How to set the virtual memory on a flash memory ?

T

Tareq

Hi,
I tried to set the virtual memory from the control panel on a 2GB
flash memory by setting the complete paging files on the flash to get
rid of the mechanical delay associated with the hard disk whenever I
switch to another program whose parts are in in the virtual memory.
However, I still hear the sound of the hard disk and I noticed no
change in the speed of the computer. I even removed the flash memory
and the computer still works. Any help to speed up the computer this
way?
Thanks
 
D

db

not sure where
you got the
idea to do this.

was it from your
3 grade math teacher, eg,

"flash memory" x "virtual memory" = flash virtual mem(sq'd)
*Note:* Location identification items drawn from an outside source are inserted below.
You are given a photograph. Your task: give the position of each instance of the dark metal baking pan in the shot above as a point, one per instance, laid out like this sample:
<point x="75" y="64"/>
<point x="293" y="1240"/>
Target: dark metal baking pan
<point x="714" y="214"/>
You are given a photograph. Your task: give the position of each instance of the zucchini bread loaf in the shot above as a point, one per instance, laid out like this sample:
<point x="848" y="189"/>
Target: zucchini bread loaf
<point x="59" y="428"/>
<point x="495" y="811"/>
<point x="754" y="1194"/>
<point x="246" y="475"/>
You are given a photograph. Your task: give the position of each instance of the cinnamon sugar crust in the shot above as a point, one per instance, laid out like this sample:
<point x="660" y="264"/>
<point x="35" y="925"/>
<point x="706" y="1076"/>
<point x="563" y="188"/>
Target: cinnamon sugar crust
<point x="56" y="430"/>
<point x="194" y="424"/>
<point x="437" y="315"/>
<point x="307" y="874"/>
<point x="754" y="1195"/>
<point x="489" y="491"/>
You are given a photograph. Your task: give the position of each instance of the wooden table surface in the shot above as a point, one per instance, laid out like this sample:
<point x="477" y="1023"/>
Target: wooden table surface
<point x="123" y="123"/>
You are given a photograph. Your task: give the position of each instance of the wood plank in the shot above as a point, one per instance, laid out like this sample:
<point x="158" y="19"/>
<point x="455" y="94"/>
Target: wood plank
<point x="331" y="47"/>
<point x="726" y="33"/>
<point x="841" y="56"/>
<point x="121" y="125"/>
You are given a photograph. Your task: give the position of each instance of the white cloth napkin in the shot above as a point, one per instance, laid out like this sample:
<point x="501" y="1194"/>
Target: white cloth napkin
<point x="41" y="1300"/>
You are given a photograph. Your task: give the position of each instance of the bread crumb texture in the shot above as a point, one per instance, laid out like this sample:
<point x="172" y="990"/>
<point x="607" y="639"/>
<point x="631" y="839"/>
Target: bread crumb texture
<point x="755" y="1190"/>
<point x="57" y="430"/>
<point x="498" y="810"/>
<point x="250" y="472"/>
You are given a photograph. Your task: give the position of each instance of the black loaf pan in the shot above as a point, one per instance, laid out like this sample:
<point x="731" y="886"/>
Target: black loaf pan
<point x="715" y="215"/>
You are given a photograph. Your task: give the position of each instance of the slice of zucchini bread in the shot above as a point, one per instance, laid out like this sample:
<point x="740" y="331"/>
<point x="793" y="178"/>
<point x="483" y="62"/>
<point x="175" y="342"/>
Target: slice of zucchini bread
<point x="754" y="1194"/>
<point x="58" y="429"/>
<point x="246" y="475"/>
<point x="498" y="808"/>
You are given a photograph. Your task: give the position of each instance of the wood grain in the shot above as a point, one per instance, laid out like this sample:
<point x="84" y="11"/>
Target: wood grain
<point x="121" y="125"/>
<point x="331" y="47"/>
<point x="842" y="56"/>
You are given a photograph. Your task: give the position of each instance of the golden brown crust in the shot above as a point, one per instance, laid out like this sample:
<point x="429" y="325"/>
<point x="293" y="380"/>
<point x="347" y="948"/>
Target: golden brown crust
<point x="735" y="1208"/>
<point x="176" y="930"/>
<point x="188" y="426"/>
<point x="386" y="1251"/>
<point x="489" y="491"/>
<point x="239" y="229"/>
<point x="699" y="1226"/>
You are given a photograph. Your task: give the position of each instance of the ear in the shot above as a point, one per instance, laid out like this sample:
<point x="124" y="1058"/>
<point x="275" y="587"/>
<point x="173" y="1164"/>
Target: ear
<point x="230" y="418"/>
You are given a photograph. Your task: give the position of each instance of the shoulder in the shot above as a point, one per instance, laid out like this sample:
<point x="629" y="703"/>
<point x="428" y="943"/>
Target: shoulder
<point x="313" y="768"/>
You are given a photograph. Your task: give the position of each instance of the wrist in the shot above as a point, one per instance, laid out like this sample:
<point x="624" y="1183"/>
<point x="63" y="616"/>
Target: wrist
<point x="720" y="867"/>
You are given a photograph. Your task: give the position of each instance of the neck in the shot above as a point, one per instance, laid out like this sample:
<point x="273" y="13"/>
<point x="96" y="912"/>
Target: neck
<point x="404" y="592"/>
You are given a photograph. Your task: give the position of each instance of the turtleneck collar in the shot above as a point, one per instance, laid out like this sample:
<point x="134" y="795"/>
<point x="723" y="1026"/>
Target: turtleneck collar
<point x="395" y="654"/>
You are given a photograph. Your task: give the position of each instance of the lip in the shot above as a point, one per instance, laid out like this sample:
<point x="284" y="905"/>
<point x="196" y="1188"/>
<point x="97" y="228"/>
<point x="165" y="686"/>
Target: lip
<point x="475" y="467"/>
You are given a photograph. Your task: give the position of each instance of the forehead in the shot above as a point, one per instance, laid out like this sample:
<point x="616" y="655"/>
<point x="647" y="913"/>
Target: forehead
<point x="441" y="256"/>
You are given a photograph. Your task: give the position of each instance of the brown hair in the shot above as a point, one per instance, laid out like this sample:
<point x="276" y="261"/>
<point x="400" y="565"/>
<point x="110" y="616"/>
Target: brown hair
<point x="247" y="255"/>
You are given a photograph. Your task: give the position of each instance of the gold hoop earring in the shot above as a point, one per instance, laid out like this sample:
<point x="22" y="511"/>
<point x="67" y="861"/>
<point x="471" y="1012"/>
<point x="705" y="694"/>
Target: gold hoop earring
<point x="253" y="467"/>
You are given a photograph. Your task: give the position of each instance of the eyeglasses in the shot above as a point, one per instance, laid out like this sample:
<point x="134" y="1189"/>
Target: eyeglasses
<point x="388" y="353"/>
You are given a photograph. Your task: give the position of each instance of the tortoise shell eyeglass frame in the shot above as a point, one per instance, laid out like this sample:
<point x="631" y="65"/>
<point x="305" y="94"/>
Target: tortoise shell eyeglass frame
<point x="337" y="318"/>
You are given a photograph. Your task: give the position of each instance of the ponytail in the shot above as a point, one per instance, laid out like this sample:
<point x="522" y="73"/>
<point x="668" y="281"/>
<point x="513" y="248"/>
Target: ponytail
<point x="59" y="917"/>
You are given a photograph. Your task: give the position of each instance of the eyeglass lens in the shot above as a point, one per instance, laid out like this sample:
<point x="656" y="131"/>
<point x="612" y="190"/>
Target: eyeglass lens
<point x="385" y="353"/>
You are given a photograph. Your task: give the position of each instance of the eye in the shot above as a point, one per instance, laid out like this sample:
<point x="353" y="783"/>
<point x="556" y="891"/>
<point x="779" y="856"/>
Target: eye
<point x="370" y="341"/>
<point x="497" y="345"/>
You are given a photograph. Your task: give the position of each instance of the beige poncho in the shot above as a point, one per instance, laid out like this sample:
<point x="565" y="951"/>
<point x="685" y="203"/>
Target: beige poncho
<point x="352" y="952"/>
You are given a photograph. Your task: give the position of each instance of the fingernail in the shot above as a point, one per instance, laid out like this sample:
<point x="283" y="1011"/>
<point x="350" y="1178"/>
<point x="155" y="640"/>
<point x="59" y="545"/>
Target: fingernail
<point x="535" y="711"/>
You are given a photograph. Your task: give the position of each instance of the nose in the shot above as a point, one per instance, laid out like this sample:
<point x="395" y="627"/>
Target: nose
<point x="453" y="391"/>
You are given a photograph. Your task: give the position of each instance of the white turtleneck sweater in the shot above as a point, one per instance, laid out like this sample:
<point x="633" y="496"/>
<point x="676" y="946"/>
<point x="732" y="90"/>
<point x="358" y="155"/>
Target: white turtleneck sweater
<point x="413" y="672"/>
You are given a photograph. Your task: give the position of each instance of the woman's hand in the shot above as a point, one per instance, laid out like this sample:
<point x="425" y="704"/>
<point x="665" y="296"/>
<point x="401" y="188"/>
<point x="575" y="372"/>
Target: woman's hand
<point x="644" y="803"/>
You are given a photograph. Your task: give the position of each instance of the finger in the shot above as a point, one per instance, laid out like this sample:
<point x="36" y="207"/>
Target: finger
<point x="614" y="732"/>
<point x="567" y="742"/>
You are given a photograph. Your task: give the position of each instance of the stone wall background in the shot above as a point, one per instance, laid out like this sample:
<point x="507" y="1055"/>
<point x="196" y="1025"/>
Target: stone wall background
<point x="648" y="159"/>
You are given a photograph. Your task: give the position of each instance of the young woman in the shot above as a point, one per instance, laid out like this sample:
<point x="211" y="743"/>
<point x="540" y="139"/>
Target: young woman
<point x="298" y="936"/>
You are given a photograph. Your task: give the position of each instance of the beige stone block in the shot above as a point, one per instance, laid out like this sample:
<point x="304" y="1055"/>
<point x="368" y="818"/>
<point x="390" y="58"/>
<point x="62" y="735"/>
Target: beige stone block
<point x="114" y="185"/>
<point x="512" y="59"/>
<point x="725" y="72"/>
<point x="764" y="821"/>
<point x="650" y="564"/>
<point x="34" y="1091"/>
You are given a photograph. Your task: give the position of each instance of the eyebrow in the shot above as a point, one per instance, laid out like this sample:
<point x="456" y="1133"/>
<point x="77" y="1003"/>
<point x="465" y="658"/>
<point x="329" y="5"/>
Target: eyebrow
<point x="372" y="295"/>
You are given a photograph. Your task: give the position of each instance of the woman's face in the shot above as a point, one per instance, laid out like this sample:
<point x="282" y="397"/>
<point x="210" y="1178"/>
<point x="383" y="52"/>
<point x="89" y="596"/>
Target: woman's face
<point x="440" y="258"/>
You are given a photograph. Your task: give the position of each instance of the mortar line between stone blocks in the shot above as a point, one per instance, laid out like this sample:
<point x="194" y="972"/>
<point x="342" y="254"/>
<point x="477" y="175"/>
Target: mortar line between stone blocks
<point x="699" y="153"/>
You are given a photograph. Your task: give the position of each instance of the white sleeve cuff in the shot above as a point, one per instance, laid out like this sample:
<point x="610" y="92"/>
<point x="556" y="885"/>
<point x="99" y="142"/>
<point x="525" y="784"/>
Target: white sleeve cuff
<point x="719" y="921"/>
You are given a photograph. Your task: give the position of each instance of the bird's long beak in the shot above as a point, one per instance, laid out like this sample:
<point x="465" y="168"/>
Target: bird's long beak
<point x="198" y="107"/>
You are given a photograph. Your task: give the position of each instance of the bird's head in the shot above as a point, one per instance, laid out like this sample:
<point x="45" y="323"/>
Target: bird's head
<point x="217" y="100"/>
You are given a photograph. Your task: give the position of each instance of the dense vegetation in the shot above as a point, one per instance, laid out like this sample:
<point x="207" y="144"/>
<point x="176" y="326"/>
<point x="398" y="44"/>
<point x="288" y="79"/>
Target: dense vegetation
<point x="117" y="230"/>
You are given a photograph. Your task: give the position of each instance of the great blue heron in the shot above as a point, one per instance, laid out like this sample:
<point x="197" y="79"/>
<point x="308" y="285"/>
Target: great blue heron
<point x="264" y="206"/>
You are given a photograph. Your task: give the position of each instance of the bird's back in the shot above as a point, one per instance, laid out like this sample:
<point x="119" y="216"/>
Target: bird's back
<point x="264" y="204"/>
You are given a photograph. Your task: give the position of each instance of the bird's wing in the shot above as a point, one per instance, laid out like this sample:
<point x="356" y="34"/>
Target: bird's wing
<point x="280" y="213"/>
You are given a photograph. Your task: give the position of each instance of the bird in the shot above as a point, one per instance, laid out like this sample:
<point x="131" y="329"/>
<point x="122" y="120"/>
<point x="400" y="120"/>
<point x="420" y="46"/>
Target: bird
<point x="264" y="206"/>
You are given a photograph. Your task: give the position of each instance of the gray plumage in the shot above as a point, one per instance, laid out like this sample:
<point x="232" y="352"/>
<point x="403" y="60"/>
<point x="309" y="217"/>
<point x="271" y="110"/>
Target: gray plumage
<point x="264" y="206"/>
the expression seems to omit
a variable for the "data transfer rate"


obviously
it is not working
for you and i
don't think it
is a viable solution
for whatever you
are trying to
accomplish.



- db
Hi,
I tried to set the virtual memory from the control panel on a 2GB
flash memory by setting the complete paging files on the flash to get
rid of the mechanical delay associated with the hard disk whenever I
switch to another program whose parts are in in the virtual memory.
However, I still hear the sound of the hard disk and I noticed no
change in the speed of the computer. I even removed the flash memory
and the computer still works. Any help to speed up the computer this
way?
Thanks
 
D

Duplex

Hi,
I tried to set the virtual memory from the control panel on a 2GB
flash memory by setting the complete paging files on the flash to get
rid of the mechanical delay associated with the hard disk whenever I
switch to another program whose parts are in in the virtual memory.
However, I still hear the sound of the hard disk and I noticed no
change in the speed of the computer. I even removed the flash memory
and the computer still works. Any help to speed up the computer this
way?
Thanks

I wouldn't use flash. It's slow, and it wears out faster than a hard drive.

I use an external pocket drive. I partitioned it so it's part storage
are/part virtual. It's faster than flash. Much, much faster. And it fits
in a shirt pocket.

You can also use a separate partition. For fastest access, put it on a
separate drive from the main one, and put it on the same chain as the CD
drive or whatever, not on the same one as the main drive. That's faster
than my method, But you can't carry it around.

You could get an external hard drive (one of those 2.5 or 3.5 jobber-dos)
fairly cheap. It wouldn't fit in the shirt pocket, but you could still
pick it up and move it, unlike the second option. It also wouldn't be as
fast as the second way, but it would be reasonably fast.
 
K

Ken Blake, MVP

Duplex said:
You can also use a separate partition.


You can, but it *hurts* performance because it puts it farther from the
other frequently-used data on the drive and thereby increases the time it
takes for head movement to and from it. For best performance, the page file
should normally be on the most-used partition of the least-used physical
drive. For almost everyone with a single partition, that is C:

However, it's also worth pointing out that for those people who have plenty
of RAM (and that's many, if not most, of us in these days of inexpensive
RAM, there's usually very little paging going on, and where you put the page
file is therefore much less important than it used to be.

For fastest access, put it on a
separate drive from the main one, a


Yes. that's consistent with what I said above.
 
R

Rock

Tareq said:
Hi,
I tried to set the virtual memory from the control panel on a 2GB
flash memory by setting the complete paging files on the flash to get
rid of the mechanical delay associated with the hard disk whenever I
switch to another program whose parts are in in the virtual memory.
However, I still hear the sound of the hard disk and I noticed no
change in the speed of the computer. I even removed the flash memory
and the computer still works. Any help to speed up the computer this
way?

AFAIK, you can't put the page file on a flash drive.